Hi ede_pfau,

 

- on the HQ FGT the policy from tunnel to internal (i.e. the interface your servers are connected to), especially the 'service' entry

[ul]

I found 17 entries, Policy Objects > Policy > IPv4, & every entry’s “service” field says ALL

Also, Policy & Objects > Objects > addresses, the Pptp address shows a Subnet / IP Range of x.x.x.120-x.x.x.121. Those addresses are for two hosts in my VMware cluster. What’s up with that???[/ul]

- whether there are VIPs defined, and if so, if they could interfere with the port used (std is 22 but that may be any)

[ul]

I found Policy & Objects > Virtual IPs but these are just standard port forwarding configurations [/ul]
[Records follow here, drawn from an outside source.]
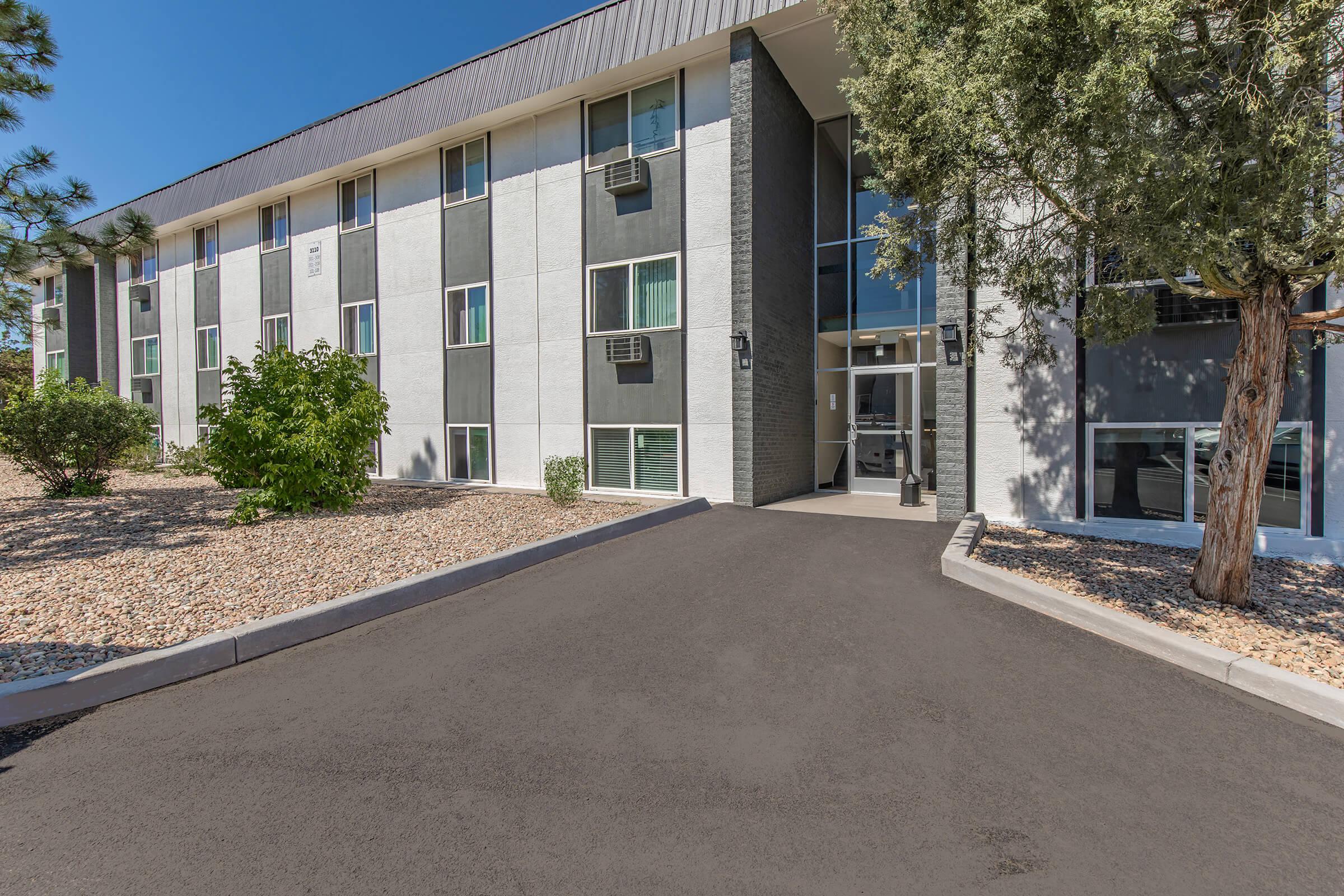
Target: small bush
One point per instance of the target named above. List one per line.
(296, 429)
(186, 460)
(565, 479)
(69, 435)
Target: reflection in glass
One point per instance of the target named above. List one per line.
(877, 302)
(884, 347)
(832, 180)
(1281, 503)
(1139, 474)
(884, 402)
(881, 456)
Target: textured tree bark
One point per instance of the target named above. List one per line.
(1237, 472)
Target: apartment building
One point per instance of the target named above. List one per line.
(637, 237)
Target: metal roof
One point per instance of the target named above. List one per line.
(600, 39)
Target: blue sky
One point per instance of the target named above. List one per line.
(151, 90)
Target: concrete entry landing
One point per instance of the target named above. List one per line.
(881, 507)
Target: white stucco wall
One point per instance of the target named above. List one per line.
(240, 287)
(175, 348)
(314, 300)
(709, 280)
(410, 316)
(559, 261)
(1025, 429)
(514, 250)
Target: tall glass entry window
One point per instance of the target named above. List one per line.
(875, 340)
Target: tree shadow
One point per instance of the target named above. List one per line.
(26, 734)
(1294, 597)
(37, 531)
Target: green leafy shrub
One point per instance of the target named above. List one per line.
(186, 460)
(296, 429)
(565, 477)
(69, 435)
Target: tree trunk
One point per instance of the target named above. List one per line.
(1237, 472)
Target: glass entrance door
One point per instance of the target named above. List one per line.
(885, 445)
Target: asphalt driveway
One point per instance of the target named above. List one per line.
(744, 702)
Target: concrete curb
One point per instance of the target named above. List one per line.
(1285, 688)
(65, 692)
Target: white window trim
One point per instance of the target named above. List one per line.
(261, 235)
(489, 452)
(629, 296)
(680, 457)
(143, 339)
(276, 318)
(197, 261)
(373, 202)
(371, 304)
(218, 347)
(629, 146)
(488, 309)
(1188, 501)
(442, 162)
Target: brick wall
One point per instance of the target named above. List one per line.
(772, 278)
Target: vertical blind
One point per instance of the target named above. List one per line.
(655, 460)
(655, 293)
(610, 459)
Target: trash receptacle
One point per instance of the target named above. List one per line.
(911, 491)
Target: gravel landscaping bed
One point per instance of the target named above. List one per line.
(1296, 620)
(84, 581)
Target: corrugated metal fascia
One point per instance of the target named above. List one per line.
(599, 39)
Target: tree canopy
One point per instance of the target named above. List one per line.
(1155, 137)
(37, 217)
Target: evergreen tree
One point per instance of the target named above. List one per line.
(37, 216)
(1155, 139)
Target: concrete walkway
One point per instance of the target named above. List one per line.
(743, 702)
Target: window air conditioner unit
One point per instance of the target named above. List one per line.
(626, 176)
(628, 349)
(140, 293)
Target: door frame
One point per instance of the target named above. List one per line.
(914, 421)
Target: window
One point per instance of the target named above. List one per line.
(468, 315)
(633, 296)
(358, 332)
(274, 332)
(1159, 473)
(207, 348)
(57, 362)
(54, 292)
(1178, 308)
(465, 174)
(207, 246)
(640, 459)
(274, 226)
(469, 453)
(357, 202)
(636, 123)
(144, 265)
(144, 356)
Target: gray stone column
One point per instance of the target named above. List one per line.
(773, 402)
(953, 403)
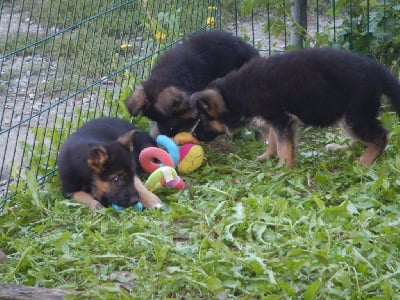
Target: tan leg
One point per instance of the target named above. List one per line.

But I'd start with the easier part.

 

Well, I guess I'm going to have to go to the next level because I didn't see anything here that would help me. The comment about "Visual inspection of the policy ruling the traffic from tunnel to LAN should suffice to spot the misconfig" wasn't very much help because I don't know what to look for. I'll move on to diagnosing the traffic flow and see if I can find something there.

 

Thanks,

 

Joe B

 

Joe,

 

sorry, no offense intended. The info about your config is so thin that I'm afraid help could be very difficult. If I interpret your last post correctly, "VPN" is not IPsec VPN nor SSL VPN but PPTP??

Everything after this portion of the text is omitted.